Eine andere Youtube-Präsenz eines fiktiven Protagonisten ist die des paranoiden Polizisten Günther, der der schon erwähnten Verschwörungstheorie anhängt. Günther fertigt selber Videos an und bearbeitet diese nach, um mit Manipulationen an den Kompressionsalgorithmen (siehe auch weiter unten) versteckte Botschaften herauszufiltern. Mit dieser Gruppe von Filmen haben wir versucht, das Projekt an das Reale der Medien anzuknüpfen, das sich in den Störungen zeigt.


Abb. 5: datagemoshtes Gewaltmonopol

Ansatzweise haben wir außerdem begonnen, von diesen Präsenzen („Kanälen“) aus auch die dokumentarischen Pole von Stuttgart12 zu adressieren.

Neben der Karte hatte sich aus einer internen Diskussionsplattform das Wiki entwickelt, das es uns erlaubt hat, das Projekt auf einer textuellen Ebene zu integrieren, und das wir zu einem zweiten Interface neben der Karte entwickelten, um von einem Film zum anderen zu gelangen. Sehr praktisch fanden wir dabei die Möglichkeit, Übergänge, die erzählerisch notwendig sein könnten, aber nur mit großem Aufwand filmisch zu realisieren gewesen wären, einfach auf schriftlicher Ebene zu erzählen, um damit eine Art dramaturgischer Kompressionstechnik anzuwenden, nach der nur die Eckphasen filmisch durchgeführt und die Übergänge skizziert werden.

Mit der zunehmenden Anzahl von Videos auf der Karte schien es uns notwendig zu werden, ein weiteres Interface zu programmieren, das auf sequenzielle Art eine Gesamtschau ermöglicht.

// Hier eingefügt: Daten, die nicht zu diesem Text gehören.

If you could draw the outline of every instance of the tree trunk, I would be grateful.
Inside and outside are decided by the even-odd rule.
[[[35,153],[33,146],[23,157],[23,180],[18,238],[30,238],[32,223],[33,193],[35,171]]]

Wir haben, um einen (durchaus willkürlichen) zeitlichen Rahmen zu haben, einen Monat bestimmt, innerhalb dessen das Stuttgart12-Projekt „geschieht“, und jedem Clip neben dem geografischen als zweite wichtige Metadatei ein zeitliches Datum hinzugefügt. Diese Ordnung bildet sich auf dem Interface der timeline ab, das neben den geografischen Kriterien transparent macht, welche Clips in (erzähl-)zeitlicher Nähe oder Parallelität zueinander stehen.

Übrigens geht bei keinem der am Projekt Beteiligten die Programmierkompetenz über die eines „Powerusers“ mit rudimentären HTML-Kenntnissen hinaus. Wir haben die Grundlagen sowohl für die Karte als auch die timeline aus der open-source-community bekommen und an unsere Bedürfnisse angepasst. „Remedialisierung“ hat nämlich auch Einflüsse auf den Zugang zu Produktionsmitteln. Indem die Videoschnittplätze, die Bandmaschinen, die Mischpulte, Filter, Oszilloskopen und Peakmeter nach und nach von ihren Wiedergängern als Applikationen auf dem Monitor verdrängt wurden und aus der realen Ding-Welt verschwanden, fand eine Enteignung und Monopolisierung von Ingenieurswissen statt, das zuvor noch dezentral in den Werkstätten der Elektronikspezialisten und -bastlern verteilt war. Die digitalen Geister-Geräte sind zwar in der (vorgesehenen) Benutzung leichter zugänglich als ihre stofflichen Vorgänger, aber der Preis ist ein Verschluss der operativen Ebene des Geräts unter dem Vorwand der Usability und der Absturzsicherheit. Dass das auch anders und zwar viel besser geht, beweist die kommunitäre Wissensorganisation des Open Source.



Einzelnachweise

(1) Donald Horton, R. Richard Wohl, „Mass Communication and Para-Social Interaction. Observations on intimacy at a distance“, in: Psychiatry 19/3 (1956). S. 215-229

(2) Aber auch in den Logos der Studios, die teilweise kartografische Elemente enthalten: siehe Tom Conley, Cartographic Cinema, Minneapolis 2007, S. 2.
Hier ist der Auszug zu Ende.